Out of the many tropes and trends to come out of anime and manga, there’s one I find especially curious: the casual use of “sadist” and “masochist” to describe characters. It’d be more understandable if it was limited to more sexually charged series, or to describe villains as “sadistic bastards,” but it occurs in just about everything—romances, kids’ shows, sports/competition series, and so-on. You see the letters “S” and “M” thrown around by characters as if it’s the most normal thing to say in a conversation.

In series like Prison School, “S&M” is used conventionally to refer to kinks and fetishes. In other cases, like Chihayafuru, the phrase is more removed from an explicitly sexual context, and could potentially be seen as simply referring to a non-sexual pleasure derived from inflicting or receiving pain. Or perhaps that layer of sexual tension and mild eroticism that permeates many anime and manga also trickle down into the ones that aren’t like that. The same could perhaps be extended to phrases like “siscon,” though many recent anime have gone out of their way to make that particular phrase anything but innocent.

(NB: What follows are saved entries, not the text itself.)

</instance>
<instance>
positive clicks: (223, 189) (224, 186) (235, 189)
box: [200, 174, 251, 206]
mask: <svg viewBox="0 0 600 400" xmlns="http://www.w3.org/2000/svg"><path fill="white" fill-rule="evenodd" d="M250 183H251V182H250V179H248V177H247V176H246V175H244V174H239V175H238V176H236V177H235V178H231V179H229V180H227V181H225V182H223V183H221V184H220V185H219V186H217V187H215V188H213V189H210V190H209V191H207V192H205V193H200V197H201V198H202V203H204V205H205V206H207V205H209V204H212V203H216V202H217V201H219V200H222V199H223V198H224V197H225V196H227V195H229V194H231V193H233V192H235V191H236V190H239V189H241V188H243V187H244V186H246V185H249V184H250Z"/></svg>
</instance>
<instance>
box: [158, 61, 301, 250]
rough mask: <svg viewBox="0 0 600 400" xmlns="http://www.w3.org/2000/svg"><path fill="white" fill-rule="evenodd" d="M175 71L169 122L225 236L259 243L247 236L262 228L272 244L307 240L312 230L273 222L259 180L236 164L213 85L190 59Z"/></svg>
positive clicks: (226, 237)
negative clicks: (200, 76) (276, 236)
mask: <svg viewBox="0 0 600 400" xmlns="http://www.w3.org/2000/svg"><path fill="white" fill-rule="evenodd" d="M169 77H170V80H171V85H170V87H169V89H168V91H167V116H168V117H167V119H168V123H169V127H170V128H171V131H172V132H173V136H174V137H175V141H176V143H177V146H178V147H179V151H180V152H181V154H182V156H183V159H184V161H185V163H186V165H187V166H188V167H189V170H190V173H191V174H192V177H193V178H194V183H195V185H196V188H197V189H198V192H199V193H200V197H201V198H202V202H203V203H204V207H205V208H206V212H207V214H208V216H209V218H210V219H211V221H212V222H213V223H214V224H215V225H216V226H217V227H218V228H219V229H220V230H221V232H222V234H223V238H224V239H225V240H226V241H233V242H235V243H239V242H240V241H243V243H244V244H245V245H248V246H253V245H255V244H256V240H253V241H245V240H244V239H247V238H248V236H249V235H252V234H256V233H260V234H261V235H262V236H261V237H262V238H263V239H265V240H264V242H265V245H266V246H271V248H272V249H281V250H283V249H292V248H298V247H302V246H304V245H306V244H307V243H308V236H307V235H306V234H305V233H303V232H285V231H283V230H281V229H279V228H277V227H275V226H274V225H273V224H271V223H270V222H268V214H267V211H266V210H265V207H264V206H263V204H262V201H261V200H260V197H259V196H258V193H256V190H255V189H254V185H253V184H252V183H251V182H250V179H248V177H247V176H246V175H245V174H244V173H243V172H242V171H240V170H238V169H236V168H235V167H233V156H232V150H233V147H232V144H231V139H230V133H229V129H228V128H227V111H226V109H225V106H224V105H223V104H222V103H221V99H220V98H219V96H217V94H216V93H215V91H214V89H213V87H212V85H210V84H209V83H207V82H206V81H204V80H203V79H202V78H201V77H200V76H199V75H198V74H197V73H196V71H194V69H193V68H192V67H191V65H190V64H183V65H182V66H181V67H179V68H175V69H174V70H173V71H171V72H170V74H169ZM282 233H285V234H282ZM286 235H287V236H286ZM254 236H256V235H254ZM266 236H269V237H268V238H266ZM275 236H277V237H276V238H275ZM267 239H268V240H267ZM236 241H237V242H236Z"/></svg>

I’m not against this trend of using “S&M” terminology, or at least find no need to take umbrage with it, but it really makes me wonder where the heck it all comes from. Is it a few famous titles? Could it be from some visual novels that got big among otaku? Or maybe it’s from something more mainstream, like classic Japanese literature. Yet, try as I might, any attempts at cursory research turn up fruitless. I get the feeling that there’s no straightforward answer, and that it might be bits and pieces of both Japanese domestic and foreign imported culture mixed together into a complex stew.

If anyone has any expertise on this matter, or knows any potential resources that could point me in the right direction, I’d love to know. This is one mystery that I really want to solve.